Objective To assess the spectrum and clinical relevance of extracoronary findings in coronary CT angiography (CCTA), and to compare a small (cardiac) field of view (FOV) to a large (thoracic) FOV setting. Material and methods 1084 consecutive patients (mean 57 years) with low-to-intermediate risk of coronary artery disease were enrolled. 542 CCTA scans were interpreted with small FOV (160–190 mm 2) encompassing the cardiac region. In another 542 CCTA (patients matched for age and gender), read-out of an additional full FOV (>320 mm 2) covering the thorax was performed. Clinical relevance of extracoronary findings was considered as either “ significant” or “ non- significant”. “ Significant” findings were subclassified as either score 1: findings necessitating immediate therapeutic actions, or score 2: findings with undoubted clinical or prognostic relevance, requiring clinical awareness, follow-up or further investigations (non-urgent). “ Non- significant” findings were assigned to either score 3: findings not requiring follow-up or further tests, or as score 4: irrelevant incidental findings. Results Significantly more patients with extracoronary findings were identified by using a full FOV with 43.2% (234/542) compared to a small FOV with 33.6% (182/542) ( p = 0.001). Similarly, a higher total number of extracoronary findings ( n = 394) was found on full FOV compared to small FOV ( n = 250) ( p < 0.001).
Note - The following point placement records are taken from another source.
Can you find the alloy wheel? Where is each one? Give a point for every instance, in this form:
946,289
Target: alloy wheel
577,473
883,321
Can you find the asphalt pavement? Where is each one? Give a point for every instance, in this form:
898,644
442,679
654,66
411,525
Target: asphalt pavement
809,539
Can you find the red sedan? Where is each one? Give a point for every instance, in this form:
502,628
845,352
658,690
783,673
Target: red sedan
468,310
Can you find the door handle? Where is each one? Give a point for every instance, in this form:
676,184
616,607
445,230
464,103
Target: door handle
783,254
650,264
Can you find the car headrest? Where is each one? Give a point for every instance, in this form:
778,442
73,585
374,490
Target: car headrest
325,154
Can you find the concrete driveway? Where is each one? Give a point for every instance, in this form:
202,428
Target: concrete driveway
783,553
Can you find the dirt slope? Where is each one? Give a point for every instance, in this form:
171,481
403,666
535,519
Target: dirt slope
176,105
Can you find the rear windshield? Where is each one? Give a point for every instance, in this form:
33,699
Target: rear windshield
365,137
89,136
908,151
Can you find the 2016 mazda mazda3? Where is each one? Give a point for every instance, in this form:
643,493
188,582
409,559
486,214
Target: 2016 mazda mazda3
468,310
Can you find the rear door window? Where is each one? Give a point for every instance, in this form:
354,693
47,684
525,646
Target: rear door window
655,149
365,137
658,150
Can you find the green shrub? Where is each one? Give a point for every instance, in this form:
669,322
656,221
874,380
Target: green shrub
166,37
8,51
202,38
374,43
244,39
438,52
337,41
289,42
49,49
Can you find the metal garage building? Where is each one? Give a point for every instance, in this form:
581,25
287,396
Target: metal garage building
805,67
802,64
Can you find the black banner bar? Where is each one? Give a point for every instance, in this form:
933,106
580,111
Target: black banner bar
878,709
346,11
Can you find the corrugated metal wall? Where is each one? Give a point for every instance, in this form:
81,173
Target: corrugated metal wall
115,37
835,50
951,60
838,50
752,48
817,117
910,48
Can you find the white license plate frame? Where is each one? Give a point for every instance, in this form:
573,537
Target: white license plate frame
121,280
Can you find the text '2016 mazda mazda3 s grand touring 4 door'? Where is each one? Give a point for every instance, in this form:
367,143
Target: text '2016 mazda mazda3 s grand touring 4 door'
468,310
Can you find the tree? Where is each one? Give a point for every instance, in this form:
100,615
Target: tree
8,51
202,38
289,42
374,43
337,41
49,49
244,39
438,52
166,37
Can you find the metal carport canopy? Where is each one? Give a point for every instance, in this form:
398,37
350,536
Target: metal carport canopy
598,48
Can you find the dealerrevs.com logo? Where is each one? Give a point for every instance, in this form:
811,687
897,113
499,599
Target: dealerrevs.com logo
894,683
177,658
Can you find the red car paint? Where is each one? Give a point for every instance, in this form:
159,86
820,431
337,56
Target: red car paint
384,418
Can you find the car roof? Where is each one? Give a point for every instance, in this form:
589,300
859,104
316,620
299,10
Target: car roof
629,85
The detection rate of clinically significant findings was higher by using full FOV compared to small FOV (25.6% versus 15.4%) ( p < 0.001), out of those 2.2% versus 1.8% of findings required immediate actions (score 1), and 23.4% versus 13.6% ( p = 0.0001), respectively were of clinical relevance (non-urgent, score 2). The rate of malign findings was 0.2%, and of acute pulmonary embolism 0.1%. More lung pathologies were observed by using full FOV compared to small FOV (22% versus 7%) ( p < 0.0001), and the detection rate of intrapulmonary nodules increased by 2.1%. Prevalence of aortic valve calcification ( n = 72) was 13.3%, out of those 7% had less than 2 cm 2 aortic valve orifice area. Conclusions The interpretation of extracoronary findings on CCTA scans is mandatory given high prevalence of clinically significant findings by using a full “thoracic” FOV.